There are caveats. For those of us who worked in the Nixon White House, it’s difficult not to object when Mr. Mallon creates certain backstories for the purpose of deepening character - an imagined affair for Pat Nixon, for instance, kept within boundaries of good taste but totally unnecessary. But, as Mr. Mallon reminds us in his acknowledgments, we’re reading fiction, not history.

But romances aside, he gives us the Pat Nixon that friends and family have described over the years - a strong, sensitive and highly intelligent woman with a deep understanding of Washington politics, a natural extrovert with a fine sense of humor, and a woman totally devoted to her daughters and her husband, with whom she has an easy and affectionate relationship.

Two other remarkable women play key roles here. Rose Mary Woods, in fact and fiction, is one of those strong, centered executive secretaries, a disappearing breed totally dedicated to their bosses, deeply knowledgeable about their businesses, and knowing who should and should not have access. With Richard Nixon since the earliest days, she quite naturally resents the naming of H.R. Haldeman as chief of staff, allowing him to usurp some of her duties.

But her larger concerns lie in what she perceives as a threat to the best interests of her boss. She has little use for the new breed of bright young men produced by the Committee to Re-elect the President (CREEP); nor, as she listens to excerpts from the tapes, is she reassured by what she hears from the advisers who are increasingly closeted with him, especially the president’s attorney, John Dean.

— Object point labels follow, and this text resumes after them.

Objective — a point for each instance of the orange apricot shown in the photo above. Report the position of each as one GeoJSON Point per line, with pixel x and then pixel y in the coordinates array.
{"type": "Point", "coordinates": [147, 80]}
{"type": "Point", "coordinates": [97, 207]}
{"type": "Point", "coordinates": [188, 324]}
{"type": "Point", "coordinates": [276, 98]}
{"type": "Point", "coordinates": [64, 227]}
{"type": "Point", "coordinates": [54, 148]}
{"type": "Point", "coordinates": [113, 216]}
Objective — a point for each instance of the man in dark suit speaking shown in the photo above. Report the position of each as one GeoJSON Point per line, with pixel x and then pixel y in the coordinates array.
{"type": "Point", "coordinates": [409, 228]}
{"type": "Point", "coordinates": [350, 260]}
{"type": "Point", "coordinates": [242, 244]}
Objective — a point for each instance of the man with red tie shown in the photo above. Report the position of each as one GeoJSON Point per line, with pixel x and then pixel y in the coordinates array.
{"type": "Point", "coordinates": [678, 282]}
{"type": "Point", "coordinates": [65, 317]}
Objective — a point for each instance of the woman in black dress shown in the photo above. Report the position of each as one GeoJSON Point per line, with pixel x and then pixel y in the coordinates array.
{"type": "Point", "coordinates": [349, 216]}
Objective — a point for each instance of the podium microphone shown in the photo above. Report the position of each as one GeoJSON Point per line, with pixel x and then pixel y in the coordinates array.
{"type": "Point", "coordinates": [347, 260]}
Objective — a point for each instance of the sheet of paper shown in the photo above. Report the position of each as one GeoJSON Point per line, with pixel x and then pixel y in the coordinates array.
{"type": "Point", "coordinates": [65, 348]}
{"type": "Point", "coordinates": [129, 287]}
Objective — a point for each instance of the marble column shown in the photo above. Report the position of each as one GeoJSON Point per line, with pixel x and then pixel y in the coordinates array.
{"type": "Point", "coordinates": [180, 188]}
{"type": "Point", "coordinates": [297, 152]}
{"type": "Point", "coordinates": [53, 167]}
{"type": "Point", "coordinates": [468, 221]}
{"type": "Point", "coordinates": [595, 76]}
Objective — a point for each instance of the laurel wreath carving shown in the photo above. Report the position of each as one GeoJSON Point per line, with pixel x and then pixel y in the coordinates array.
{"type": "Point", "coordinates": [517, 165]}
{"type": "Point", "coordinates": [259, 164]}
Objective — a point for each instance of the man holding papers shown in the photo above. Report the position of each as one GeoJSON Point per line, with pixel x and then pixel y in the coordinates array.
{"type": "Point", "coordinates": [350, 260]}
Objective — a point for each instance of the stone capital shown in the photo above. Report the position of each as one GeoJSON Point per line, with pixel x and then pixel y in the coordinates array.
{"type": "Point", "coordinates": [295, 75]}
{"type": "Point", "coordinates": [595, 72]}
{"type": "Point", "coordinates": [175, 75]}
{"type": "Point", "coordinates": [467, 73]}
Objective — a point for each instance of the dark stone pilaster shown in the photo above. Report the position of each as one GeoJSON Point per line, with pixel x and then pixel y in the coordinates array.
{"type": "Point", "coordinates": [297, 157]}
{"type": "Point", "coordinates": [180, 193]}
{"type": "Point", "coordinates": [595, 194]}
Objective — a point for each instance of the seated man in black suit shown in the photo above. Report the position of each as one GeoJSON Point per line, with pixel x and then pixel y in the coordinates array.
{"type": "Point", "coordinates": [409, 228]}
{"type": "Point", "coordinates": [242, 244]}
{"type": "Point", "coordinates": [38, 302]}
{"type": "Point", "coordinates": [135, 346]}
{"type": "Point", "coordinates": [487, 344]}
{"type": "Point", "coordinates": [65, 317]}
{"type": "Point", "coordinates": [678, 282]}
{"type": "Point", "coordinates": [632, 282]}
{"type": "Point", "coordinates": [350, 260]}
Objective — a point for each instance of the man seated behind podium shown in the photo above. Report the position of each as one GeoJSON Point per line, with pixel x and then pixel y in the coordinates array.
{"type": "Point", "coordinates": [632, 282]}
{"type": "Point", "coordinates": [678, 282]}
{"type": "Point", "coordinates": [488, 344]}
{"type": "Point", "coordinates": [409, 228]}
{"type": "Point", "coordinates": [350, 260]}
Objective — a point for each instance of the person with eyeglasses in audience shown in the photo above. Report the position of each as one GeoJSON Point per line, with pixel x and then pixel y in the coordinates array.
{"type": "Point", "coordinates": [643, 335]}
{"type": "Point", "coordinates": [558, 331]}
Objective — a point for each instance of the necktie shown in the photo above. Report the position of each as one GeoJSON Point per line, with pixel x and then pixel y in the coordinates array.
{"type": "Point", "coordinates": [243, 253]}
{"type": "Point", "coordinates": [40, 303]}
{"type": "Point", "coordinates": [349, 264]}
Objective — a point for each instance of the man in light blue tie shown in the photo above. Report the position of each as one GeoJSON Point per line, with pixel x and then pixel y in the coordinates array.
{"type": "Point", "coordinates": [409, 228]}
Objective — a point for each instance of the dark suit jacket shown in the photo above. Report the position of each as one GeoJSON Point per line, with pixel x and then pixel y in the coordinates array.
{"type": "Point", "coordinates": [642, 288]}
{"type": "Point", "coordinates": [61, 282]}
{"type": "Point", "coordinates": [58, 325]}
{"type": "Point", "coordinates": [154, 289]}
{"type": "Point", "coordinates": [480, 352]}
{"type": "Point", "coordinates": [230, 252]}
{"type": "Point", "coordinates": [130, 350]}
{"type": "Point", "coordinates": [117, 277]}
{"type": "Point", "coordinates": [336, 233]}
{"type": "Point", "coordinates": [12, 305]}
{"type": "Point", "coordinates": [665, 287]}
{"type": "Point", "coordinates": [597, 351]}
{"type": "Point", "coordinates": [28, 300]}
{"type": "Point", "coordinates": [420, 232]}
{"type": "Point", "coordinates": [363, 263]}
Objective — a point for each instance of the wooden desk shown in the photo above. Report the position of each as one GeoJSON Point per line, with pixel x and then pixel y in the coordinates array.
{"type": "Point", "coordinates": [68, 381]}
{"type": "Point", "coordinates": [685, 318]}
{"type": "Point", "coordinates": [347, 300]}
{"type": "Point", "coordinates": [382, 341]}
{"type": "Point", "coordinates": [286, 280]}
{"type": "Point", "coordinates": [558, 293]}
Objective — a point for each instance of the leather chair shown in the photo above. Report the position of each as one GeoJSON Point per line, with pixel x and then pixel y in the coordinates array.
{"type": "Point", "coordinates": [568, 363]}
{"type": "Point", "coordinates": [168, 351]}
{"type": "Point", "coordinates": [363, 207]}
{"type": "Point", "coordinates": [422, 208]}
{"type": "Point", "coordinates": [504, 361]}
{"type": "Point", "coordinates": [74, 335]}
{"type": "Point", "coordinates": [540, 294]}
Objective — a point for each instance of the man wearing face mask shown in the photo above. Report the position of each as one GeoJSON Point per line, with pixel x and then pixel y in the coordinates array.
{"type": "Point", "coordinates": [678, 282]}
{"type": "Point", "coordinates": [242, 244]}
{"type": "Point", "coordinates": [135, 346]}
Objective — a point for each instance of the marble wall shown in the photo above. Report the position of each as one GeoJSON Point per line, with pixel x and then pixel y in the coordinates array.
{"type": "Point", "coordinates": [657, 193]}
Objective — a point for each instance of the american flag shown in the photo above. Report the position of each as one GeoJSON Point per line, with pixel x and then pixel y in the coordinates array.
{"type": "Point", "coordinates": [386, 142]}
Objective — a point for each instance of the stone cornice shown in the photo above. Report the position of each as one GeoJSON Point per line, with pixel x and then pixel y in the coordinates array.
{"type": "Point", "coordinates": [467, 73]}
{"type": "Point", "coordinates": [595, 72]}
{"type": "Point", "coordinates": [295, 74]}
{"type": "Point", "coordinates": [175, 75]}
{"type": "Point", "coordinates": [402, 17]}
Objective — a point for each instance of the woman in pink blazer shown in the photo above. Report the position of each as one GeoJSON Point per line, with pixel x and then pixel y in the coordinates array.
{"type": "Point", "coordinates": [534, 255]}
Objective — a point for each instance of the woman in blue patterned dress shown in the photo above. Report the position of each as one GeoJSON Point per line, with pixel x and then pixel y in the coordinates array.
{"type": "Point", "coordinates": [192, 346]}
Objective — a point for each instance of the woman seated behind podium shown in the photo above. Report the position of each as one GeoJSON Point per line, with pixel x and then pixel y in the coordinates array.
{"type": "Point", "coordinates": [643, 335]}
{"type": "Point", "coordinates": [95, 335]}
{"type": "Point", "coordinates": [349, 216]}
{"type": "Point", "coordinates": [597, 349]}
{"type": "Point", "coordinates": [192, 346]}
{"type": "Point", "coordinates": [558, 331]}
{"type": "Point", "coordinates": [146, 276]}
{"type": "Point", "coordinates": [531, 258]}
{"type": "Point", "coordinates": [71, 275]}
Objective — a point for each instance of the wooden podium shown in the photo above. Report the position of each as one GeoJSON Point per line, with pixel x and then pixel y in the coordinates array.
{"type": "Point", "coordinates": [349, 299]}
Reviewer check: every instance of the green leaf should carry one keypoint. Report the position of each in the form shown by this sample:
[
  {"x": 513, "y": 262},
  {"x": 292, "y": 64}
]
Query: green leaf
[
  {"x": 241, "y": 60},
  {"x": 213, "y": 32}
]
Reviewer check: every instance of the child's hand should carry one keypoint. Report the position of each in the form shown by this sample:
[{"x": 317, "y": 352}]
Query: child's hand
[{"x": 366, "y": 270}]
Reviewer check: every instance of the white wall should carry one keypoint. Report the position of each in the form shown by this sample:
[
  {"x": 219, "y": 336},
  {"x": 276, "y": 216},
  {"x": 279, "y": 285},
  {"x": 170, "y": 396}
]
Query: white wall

Her comments are always on point. “You need to destroy John Dean,” she tells the president at Camp David. “And you need to get rid of those tapes.” In April 1973, this would have still been possible, and it was the course recommended early on by those, like Pat Buchanan, closest to him. But for reasons never clearly articulated or understood, he couldn’t.

In addition to giving coherent structure to the narrative as it exists on tapes, Mr. Mallon adds social and political texture to his story by creating scenes centered around one of his strongest real/fictionalized characters, Alice Roosevelt Longworth, daughter of Theodore Roosevelt and widow of House Speaker Nicholas Longworth, a splendid lady of the day who knew everyone in Washington - and in her way, a Nixon supporter.

Mrs. Longworth also allows Mr. Mallon to exercise his mannerist’s gift for caricature and social satire, and periodically functions as chorus. “You say the press are trying to cripple Dick,” she says to her friend Joseph Alsop. “They are not. … They are trying to kill him.”

Mr. Mallon’s Richard Nixon is true to the tapes and also true to life, a man with great and justifiable resentments, but a man of considerable intellect - a man who loved to read and think in terms of grand designs and visions. And when he spoke of building “a lasting structure of peace,” he meant it.

Through those last years, while he was implementing an intricate plan for extricating us from the Democrat-created morass in Vietnam and reconfiguring the global balance of power, that “third rate burglary” occurred; and many of us who worked for him believed, as the tapes demonstrate, that he never really understood the reasons for the break-in, why the cover-up was necessary or even what was being covered up.

Mr. Mallon seems to agree. On the flight from Washington to exile in San Clemente, he has Mr. Nixon say to Pat: “I’m so … mystified! … I don’t know how it happened, how it began. … I hear myself on the tapes I realize that I’m barely remembering who works for who over at the committee. I hear myself acting like I know more than I do - pretending to be on top of the thing so that I don’t embarrass myself with whoever’s in the room …”

In character, and believable. And after nearly 40 years of studies and investigations, the reasons for the history-altering break-in at Democratic Party headquarters - or even who ordered it - remain a mystery.

Toward the end of the novel, in a conversation between Fred LaRue and Jeb Magruder, it’s suggested that in 1972, in a drunken conversation, Mr. Magruder had confused Larry O’Brien’s name with the similar sounding name of someone who had nothing whatsoever to do with matters of interest to the administration and had no office at the Watergate.

Fiction, to be sure. But just as acceptable as any of the factual explanations history has left us with.

• John R. Coyne Jr., a former White House speechwriter, is co-author of “Strictly Right: William F. Buckley Jr. and the American Conservative Movement” (Wiley).